Moya et al suggest that intermittent bradycardia accounts for many, but not all, cases of syncope in patients with no or minimal structural heart disease. Supraventricular arrhythmias are uncommon and ventricular arrhythmias were not observed. They also conclude that presyncope cannot be used as a surrogate finding in place of true syncopal episodes. Because of these observations, they feel that interventions, including pacemaker therapy, should be postponed until a definite diagnosis can be made. Tilt-table study evaluation was not helpful in these patients.
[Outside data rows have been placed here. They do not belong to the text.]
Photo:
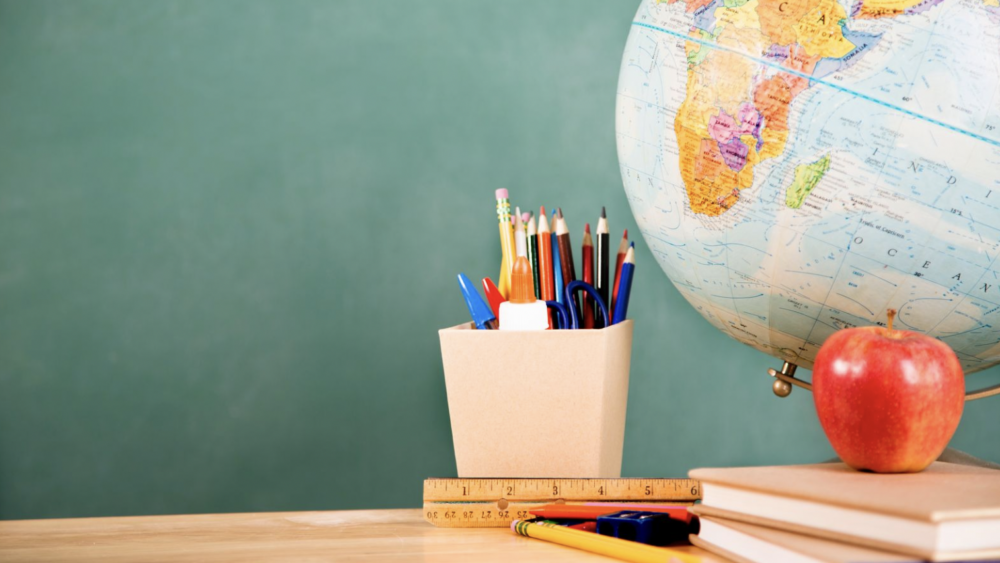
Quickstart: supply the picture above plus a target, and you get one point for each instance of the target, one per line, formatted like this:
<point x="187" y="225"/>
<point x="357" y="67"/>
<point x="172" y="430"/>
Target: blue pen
<point x="480" y="311"/>
<point x="557" y="270"/>
<point x="625" y="286"/>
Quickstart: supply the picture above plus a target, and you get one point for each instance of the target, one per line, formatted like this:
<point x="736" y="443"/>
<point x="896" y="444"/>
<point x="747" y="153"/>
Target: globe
<point x="802" y="166"/>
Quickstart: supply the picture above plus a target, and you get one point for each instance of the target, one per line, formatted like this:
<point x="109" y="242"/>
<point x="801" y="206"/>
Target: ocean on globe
<point x="801" y="166"/>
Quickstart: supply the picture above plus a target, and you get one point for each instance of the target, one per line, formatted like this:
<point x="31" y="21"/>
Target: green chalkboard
<point x="229" y="231"/>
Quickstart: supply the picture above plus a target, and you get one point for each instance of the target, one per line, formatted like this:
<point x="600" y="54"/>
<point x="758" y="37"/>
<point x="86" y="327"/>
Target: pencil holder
<point x="537" y="403"/>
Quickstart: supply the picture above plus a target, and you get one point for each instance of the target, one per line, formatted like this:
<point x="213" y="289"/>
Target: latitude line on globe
<point x="778" y="67"/>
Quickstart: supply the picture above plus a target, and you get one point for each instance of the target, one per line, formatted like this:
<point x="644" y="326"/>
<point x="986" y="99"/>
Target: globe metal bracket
<point x="785" y="378"/>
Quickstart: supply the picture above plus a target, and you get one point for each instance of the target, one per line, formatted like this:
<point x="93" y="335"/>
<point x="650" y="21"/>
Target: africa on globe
<point x="801" y="166"/>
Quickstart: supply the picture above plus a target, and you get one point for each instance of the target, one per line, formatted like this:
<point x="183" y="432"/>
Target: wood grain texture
<point x="342" y="536"/>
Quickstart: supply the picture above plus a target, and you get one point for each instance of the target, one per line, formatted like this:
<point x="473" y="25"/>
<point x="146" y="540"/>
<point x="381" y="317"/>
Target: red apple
<point x="889" y="400"/>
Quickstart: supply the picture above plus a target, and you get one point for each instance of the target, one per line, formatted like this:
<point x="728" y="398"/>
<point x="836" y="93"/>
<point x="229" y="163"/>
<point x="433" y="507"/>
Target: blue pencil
<point x="557" y="270"/>
<point x="625" y="287"/>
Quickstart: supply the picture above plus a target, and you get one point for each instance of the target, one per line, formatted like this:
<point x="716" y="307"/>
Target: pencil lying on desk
<point x="605" y="545"/>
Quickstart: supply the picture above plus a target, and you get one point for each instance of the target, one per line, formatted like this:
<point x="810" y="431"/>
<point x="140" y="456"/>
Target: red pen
<point x="493" y="296"/>
<point x="591" y="511"/>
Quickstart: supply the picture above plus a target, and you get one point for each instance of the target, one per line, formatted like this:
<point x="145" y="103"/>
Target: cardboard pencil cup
<point x="537" y="403"/>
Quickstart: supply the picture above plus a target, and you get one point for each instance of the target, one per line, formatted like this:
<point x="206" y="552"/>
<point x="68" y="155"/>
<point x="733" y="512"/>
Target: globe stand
<point x="784" y="379"/>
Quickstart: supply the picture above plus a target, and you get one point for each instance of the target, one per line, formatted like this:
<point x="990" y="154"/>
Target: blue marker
<point x="557" y="270"/>
<point x="625" y="285"/>
<point x="480" y="311"/>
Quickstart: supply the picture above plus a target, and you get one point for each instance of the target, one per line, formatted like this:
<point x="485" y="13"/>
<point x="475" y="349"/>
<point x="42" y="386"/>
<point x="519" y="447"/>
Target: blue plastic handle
<point x="571" y="290"/>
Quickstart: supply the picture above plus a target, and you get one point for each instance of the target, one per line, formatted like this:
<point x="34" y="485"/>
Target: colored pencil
<point x="557" y="269"/>
<point x="533" y="255"/>
<point x="591" y="511"/>
<point x="520" y="237"/>
<point x="603" y="284"/>
<point x="506" y="240"/>
<point x="565" y="253"/>
<point x="622" y="249"/>
<point x="546" y="279"/>
<point x="493" y="297"/>
<point x="621" y="303"/>
<point x="588" y="276"/>
<point x="624" y="550"/>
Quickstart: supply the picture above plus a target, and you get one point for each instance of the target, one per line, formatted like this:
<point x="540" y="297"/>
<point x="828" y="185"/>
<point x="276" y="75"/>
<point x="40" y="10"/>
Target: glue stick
<point x="522" y="311"/>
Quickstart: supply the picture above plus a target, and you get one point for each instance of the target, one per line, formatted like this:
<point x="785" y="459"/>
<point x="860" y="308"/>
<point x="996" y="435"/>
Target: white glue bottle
<point x="522" y="311"/>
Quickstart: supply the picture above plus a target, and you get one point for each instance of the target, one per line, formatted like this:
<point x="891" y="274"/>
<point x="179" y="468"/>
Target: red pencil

Comment by John P. DiMarco, MD, PhD

Recurrent unexplained syncope continues to be one of the more frustrating problems faced by cardiologists. Fifteen years ago tilt-table studies were introduced for the evaluation of patients with unexplained syncope but their value remains controversial. Data presented in this paper suggest that tilt-table studies reveal results that are neither sensitive nor specific in patients with recurrent unexplained syncope. The recurrence rate was the same in both the tilt-negative and tilt-positive groups. The spectrum of cardiac rhythms documented at the time of syncope were also similar in both groups.

It remains puzzling why tilt-table studies are of such limited value in patients with recurrent unexplained syncope. Clearly, observations made during tilt-table studies have been helpful for understanding of the mechanisms and pathophysiology of neurocardiac syncope in general. Although a tilt-table study can be used to trigger an episode in susceptible individuals, it does not appear to be useful for making a diagnosis or guiding therapy in individual patients.

The patients in this study were relatively old. It is possible that tilt-table studies might be much more helpful in young individuals in whom neurocardiac therapy is more common. However, the data presented here suggest that in older patients, an ILR will provide more useful diagnostic information. It should also be noted that electrophysiologic studies had been performed in 73 of the 111 patients and this may explain the low incidence of tachyarrhythmias noted.